The Great Recession may be over but many in Pennsylvania are still suffering from its effects. This is most obvious in our public schools where the number of students who qualify for free- or reduced-priced lunches, a poverty measure, is disturbingly high. Almost half of all public school students qualified for the lunch program in 2013-14. When we look at these students and their school districts we find:
- The state, overall, saw its student poverty rate increase from 36.51% to 43.56% between 2008-09 and 2013-14, a jump of 7 percentage points.
- Across Pennsylvania, poverty was the norm in 2013-14:
- Two-thirds of school districts had a poverty rate equal to or higher than 33%.

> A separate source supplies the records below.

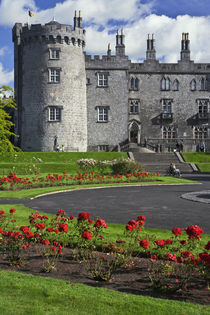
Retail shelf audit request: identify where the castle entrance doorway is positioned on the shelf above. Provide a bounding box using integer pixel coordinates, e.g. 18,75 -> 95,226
130,130 -> 138,143
129,121 -> 140,144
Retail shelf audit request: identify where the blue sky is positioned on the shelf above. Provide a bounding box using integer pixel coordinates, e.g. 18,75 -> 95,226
0,0 -> 210,86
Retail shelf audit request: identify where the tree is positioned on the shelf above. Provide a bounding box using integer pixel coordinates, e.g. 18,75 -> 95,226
0,85 -> 20,154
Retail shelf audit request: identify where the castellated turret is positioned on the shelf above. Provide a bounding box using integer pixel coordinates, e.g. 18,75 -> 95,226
13,12 -> 87,151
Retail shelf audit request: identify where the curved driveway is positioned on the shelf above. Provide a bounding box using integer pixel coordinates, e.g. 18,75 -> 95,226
0,174 -> 210,233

- Half of all school districts suffered from concentrated poverty, where the poverty rate equaled or exceeded 40%, the federal threshold for qualifying for Title I school-wide funding. This federal funding is necessary to help school districts manage the added difficulty of educating students going to schools and living in neighborhoods with little relief from poverty.
- About 25% of school districts had a poverty rate equal to or higher than 50%.
- The state’s largest school districts–Philadelphia and Pittsburgh—educate more than 160,000 students and had poverty rates of 80.76% and 73.11%, respectively, in 2013-14.
As a state, we have crossed the 40% Title 1 concentrated poverty threshold.This alone should set off alarm bells. In addition, severe budget cuts that have disproportionately targeted low-income districts mean that too many students are in schools that cannot financially function as places of learning. Just look at Northeast High in Philadelphia: more than half of its students qualify for free or reduced lunches, and yet it only has a total school budget of $5 per student.  That’s $5 for everything—books, supplies, labs, and anything else needed to make a school a school.
We cannot rebuild our economy when so many of our schools are awash in poverty and unable to meet their mission of educating our children. We must invest more, not less, in our public education system so it can provide all our children with a quality education and lay the groundwork for a strong economy for the future. We must and can do better.